“We have a need to be accepted and to be loved by others, but we cannot accept and love ourselves. The more self love we have, the less we experience self-abuse. Self-abuse comes from self-rejection, and self-rejection comes from having an image of what it means to be perfect and never measuring up to that ideal." - Don Miguel Ruiz
When I was younger, I remember feeling two very distinct things. The first was the urge to disappear and read a good book. The second was the desire to belong. I’m sure that many people feel the first thing, but almost everyone feels the second. All humans have the innate desire to belong and to be a part of a community.
This desire to belong also came with the urge to conform to an ideal - something that can be worked towards in order to fit a certain expectation. Once that expectation is met, the assumption is that you belong wherever that ideal is being held.
If we look back into the past, at various points in time, we would find that there was always an ideal expectation or standard that humans compared themselves to. This standard was considered ‘perfect’ or the ‘ideal’. Americans even took this standard, and made a phrase out of it - the American Dream, “the ideal by which equality of opportunity is available to any American, allowing the highest aspirations and goals to be achieved.”
There is a standard set for everything - the ideal beauty, the ideal house, the ideal salary, the ideal partner, and the list goes on. All of these ideals boil down to checklists, where if every box was checked off on the list, you’ve officially made it to the ideal ‘whatever it is’.
At all those various points of time in the past, and even now, having a disability is not ideal. No one ever works towards having a disability. That’s not on any checklist anywhere. I’ve never heard anyone say, “you know what, I’m going to work towards being disabled.” I’m probably never going to hear anyone say that.
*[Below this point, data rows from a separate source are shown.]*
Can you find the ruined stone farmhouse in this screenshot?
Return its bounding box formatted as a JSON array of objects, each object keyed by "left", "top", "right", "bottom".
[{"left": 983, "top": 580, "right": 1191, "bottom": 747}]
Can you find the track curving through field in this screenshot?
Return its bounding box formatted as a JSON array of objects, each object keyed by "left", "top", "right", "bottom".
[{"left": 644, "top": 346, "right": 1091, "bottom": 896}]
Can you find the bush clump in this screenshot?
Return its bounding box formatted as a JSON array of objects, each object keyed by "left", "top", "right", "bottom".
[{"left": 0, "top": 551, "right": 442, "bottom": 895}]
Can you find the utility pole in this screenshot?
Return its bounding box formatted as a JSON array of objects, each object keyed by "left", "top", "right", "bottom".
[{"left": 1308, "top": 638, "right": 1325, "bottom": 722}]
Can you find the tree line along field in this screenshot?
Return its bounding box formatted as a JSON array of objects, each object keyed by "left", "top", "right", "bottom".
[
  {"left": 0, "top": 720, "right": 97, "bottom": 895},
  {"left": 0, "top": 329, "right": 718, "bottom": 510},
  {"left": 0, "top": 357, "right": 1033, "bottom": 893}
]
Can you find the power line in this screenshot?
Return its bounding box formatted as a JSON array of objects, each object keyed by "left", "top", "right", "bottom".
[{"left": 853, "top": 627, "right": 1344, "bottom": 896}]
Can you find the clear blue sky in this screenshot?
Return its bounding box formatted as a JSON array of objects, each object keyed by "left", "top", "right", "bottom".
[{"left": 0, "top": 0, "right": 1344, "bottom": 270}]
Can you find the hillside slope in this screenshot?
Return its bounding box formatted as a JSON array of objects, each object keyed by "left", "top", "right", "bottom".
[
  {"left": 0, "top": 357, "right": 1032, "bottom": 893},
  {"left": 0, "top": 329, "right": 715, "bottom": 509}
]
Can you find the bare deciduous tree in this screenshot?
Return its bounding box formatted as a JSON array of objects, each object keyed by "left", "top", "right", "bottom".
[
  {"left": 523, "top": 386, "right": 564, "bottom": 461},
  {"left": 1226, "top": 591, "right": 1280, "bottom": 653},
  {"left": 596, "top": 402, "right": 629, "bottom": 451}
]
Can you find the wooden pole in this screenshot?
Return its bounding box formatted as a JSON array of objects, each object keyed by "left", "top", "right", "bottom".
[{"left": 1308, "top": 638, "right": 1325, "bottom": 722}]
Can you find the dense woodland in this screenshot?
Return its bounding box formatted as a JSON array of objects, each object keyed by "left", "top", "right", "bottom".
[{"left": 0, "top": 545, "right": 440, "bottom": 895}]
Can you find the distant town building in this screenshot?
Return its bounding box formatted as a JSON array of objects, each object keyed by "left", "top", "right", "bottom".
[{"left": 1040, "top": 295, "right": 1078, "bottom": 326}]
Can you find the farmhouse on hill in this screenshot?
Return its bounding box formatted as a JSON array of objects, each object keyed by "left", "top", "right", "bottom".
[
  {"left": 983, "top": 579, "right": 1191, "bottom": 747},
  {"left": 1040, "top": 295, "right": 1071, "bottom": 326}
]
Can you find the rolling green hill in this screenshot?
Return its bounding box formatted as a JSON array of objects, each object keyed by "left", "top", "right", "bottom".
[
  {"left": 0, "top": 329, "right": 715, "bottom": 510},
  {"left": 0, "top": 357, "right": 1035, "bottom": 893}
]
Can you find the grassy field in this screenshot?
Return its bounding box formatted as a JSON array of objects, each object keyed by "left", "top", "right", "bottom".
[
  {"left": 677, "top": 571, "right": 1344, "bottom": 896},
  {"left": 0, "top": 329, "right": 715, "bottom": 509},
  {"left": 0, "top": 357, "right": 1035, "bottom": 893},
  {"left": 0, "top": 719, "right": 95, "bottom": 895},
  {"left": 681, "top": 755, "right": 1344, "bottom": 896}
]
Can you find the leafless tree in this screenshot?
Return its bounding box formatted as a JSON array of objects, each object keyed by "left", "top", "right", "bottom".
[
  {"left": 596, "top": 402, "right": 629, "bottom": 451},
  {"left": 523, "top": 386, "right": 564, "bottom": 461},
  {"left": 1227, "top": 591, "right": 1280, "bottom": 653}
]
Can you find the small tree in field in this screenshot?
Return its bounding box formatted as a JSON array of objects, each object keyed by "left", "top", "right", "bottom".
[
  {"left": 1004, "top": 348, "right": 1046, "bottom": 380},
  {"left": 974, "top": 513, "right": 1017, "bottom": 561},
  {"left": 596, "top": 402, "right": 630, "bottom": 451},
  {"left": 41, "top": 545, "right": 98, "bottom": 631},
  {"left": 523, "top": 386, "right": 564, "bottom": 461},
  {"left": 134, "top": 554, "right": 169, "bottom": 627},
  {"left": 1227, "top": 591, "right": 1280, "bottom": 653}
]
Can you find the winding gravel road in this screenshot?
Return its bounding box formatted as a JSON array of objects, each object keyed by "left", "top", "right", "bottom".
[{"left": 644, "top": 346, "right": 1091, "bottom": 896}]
Let’s bench that for a second, and go back to working towards a certain ideal. The concept that gets reinforced by society is that once you’ve reached a certain ideal…it is then, and only then, that you can say, “I’ve made it. I can be happy now.”
If you’ve ever worked towards a certain goal or ideal, and reached that goal, you likely already know that this isn’t true. We are taught to always strive for more, and that once we’ve reached that ideal state, to always go after the next best thing.
Having ambitions and dreams are great, and if you don’t have any ambitions and dreams, that’s okay too. The point is, if you are working towards something - the goal is not to reach that ‘perfect’ state or ideal, but to be present. Enjoy the journey, and you will enjoy the destination.
Society doesn’t teach that. Society teaches us that, “okay, it’s great that you now reached this ideal, but what’s next? How can you be even better than where you are now?”
There’s only a small window where you get to enjoy your destination, before the next ideal state needs to be reached.
Let’s circle back to what was said earlier, about how having a disability is never going to be ideal. That’s the truth. When I was growing up, I saw what society considered as the ideal. I realized that I didn’t have a hope of reaching that ideal of being the perfect human being. This was disheartening.
I grew up convincing myself that. because of my disability, I wasn’t ‘perfect’. Honestly, this negative self-talk didn’t stop and end with my disability - I said the same thing about my hair, my skin, my voice. I’m sure a lot of people would say the same thing for themselves, regardless if they have a disability or not.
When we don’t have a possibility of reaching a certain ideal, we beat ourselves up over it, or we compare ourselves to others. We think that if we do this one thing right, or dress a certain way, or like certain things, we will finally feel like we belong.
I’ve struggled with this in so many different parts of my life, but when it came to my disability, I accepted that I will never attain the ideal of being a ‘perfect’ and ‘whole’ human being.
I shake my head at myself now, because the one lesson I really learned is that being perfect is an illusion - which is hard for a perfectionist like me to realize. If we always worked towards achieving that ideal perfection set by society, then by the time we get there, there’s another ideal we would have to reach, and the pattern continues.
I’ve realized that the best thing is to step away from the ideal, and to embrace what is going on in the present moment, with what is offered to me. If I want to work towards something, I’d rather do it on my behalf with my ideals, instead of working towards society’s ideals.
I had to realize what was perfect for me at that moment in time with what I had. I embraced what is given to me, and opened myself up to opportunities that I know will make ME happy.
I shedded society’s ideal (or lack thereof) about disabilities. I stepped away from feeling resentful that there are other humans out there that will always hear better than I do, or do not have the fear of not belonging anywhere because of their hearing. I moved towards feeling grateful that the technology for cochlear implants have improved to the point where I can hear sounds better than ever.
Everyone contends with the fear of not belonging, regardless of ability. Everyone feels the pressure to conform to a certain ideal set by society. It’s time to step away from this pressure, and instead reflect on what makes YOU happy, and what you can do to reach YOUR ideal state.